Nach dem Gesamtergebnis des Verfahrens steht daher zur Überzeugung des Gerichts fest, dass die Klägerin noch in der Lage ist, leichte Tätigkeiten auf dem allgemeinen Arbeitsmarkt in wechselnder Körperhaltung ohne häufiges Bücken und Treppensteigen vollschichtig zu verrichten. Auch Arbeiten auf Leitern oder Gerüsten sind nicht mehr leidensgerecht. Mit dem SG ist der Senat der Auffassung, dass seitens der linken Hand der Klägerin lediglich Hebe- und Tragetätigkeiten ausgeschlossen sind. Die Greiffunktion ist nach den Feststellungen von Dr. Bu. (Stellungnahme vom 27. Juni 2006, Bl. 50/52 der SG-Akten) nicht eingeschränkt. Im Gutachten von Dr. Nie. werden Atrophien an den oberen Extremitäten als Inaktivitäts- oder Schonungszeichen verneint. Daher kann der - zwischenzeitliche - Vortrag der Klägerin, sie könne die linke Hand nicht einsetzen, nicht nachvollzogen werden. Auch die ihr mögliche Haushaltsführung spricht dagegen. Zuletzt hat die Klägerin selbst nur noch angegeben, beim Heben und Tragen von Lasten eingeschränkt zu sein.

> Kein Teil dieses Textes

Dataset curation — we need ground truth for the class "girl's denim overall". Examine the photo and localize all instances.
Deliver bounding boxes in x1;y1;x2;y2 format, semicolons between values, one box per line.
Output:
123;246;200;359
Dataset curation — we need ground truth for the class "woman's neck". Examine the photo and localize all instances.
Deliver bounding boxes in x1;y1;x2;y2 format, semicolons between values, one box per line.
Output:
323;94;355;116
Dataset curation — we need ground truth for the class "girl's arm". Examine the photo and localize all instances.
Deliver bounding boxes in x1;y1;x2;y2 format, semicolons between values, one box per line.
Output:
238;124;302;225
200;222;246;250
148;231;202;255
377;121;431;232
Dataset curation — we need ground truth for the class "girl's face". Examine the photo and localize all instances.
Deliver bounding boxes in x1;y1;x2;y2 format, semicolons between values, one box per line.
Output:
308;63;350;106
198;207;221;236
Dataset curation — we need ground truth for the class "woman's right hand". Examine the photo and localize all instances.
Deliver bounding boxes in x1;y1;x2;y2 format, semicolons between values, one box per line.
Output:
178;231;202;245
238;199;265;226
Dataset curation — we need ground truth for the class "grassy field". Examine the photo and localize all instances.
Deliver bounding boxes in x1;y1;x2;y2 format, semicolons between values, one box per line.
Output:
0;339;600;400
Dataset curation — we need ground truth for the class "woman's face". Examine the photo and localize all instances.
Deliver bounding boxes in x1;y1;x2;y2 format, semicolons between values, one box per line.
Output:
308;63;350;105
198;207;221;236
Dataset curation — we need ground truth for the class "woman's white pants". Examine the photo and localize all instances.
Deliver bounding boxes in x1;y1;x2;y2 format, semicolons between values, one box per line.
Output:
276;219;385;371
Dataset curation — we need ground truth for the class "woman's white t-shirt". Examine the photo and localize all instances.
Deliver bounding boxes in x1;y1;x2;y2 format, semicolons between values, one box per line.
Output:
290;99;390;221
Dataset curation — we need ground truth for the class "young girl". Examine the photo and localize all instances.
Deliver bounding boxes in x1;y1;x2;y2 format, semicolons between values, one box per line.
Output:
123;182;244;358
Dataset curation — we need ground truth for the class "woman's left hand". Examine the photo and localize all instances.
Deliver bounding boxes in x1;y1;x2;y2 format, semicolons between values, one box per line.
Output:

Die genannten qualitativen Einschränkungen der Klägerin bedingen auch unter der Annahme des weiteren Ausschlusses von Tätigkeiten mit besonderer nervlicher Belastung weder nach ihrer Art noch in der Gesamtheit eine soweit gehende Einengung der noch zumutbaren Tätigkeiten, dass die Gefahr einer Verschlossenheit des Arbeitsmarkts bestehen könnte. Einer konkreten Benennung eines noch zumutbaren Tätigkeitsfeldes bedarf es daher nicht.

Die Kostenentscheidung beruht auf § 193 SGG.

Gründe, die Revision zuzulassen (§ 160 Abs. 2 Nr. 1 und 2 SGG), bestehen nicht.